On that particular trip we also visited the Chinesischer Turm twice. Our first visit, which was on a Friday evening, found the place heaving. Many people had just finished work and were starting to wind down for the weekend. Things were a little more relaxed on our second visit, which was early in the afternoon, but it was a baking hot day and we were glad to find a shady spot under one of the many chestnut trees. As we wandered through the Englischer Garten that day, people were pick-nicking, bathing in the streams or just soaking up the sun (some completely naked!). Others were cycling, walking their dogs or strolling through the grounds. At the southern entrance to the park, some hardy souls were surfing in the rapids where the streams converge.
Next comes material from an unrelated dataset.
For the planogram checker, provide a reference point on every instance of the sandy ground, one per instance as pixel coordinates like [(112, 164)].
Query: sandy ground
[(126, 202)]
Of course Munich is much more than just the Englischer Garten, and the city is well worth a visit in its own right. Not only is it Germany’s third largest city, it is the city where most Germans say they would like to live. Munich is sometimes described as “Italy’s northernmost city”, and the city’s architecture and relaxed lifestyle certainly match this description. The Alps are only 30 miles away and there are numerous lakes and picturesque villages that are just a short drive away.

Munich though is also a city of culture. For over 900 years it was the capital of Bavaria; once a proud and independent kingdom, and a place which still describes itself as the “Free State of Bavaria”. Over the course of this period Bavaria’s ruler’s amassed treasures, collected fine works of art and constructed magnificent palaces and castles in which to house and display their collections. It is also a beery centre of culture, and can justifiably claim to be the “Beer Capital of the World”.

Go there and enjoy yourself, but when you do, make certain to spend some time in  the Englischer Garten.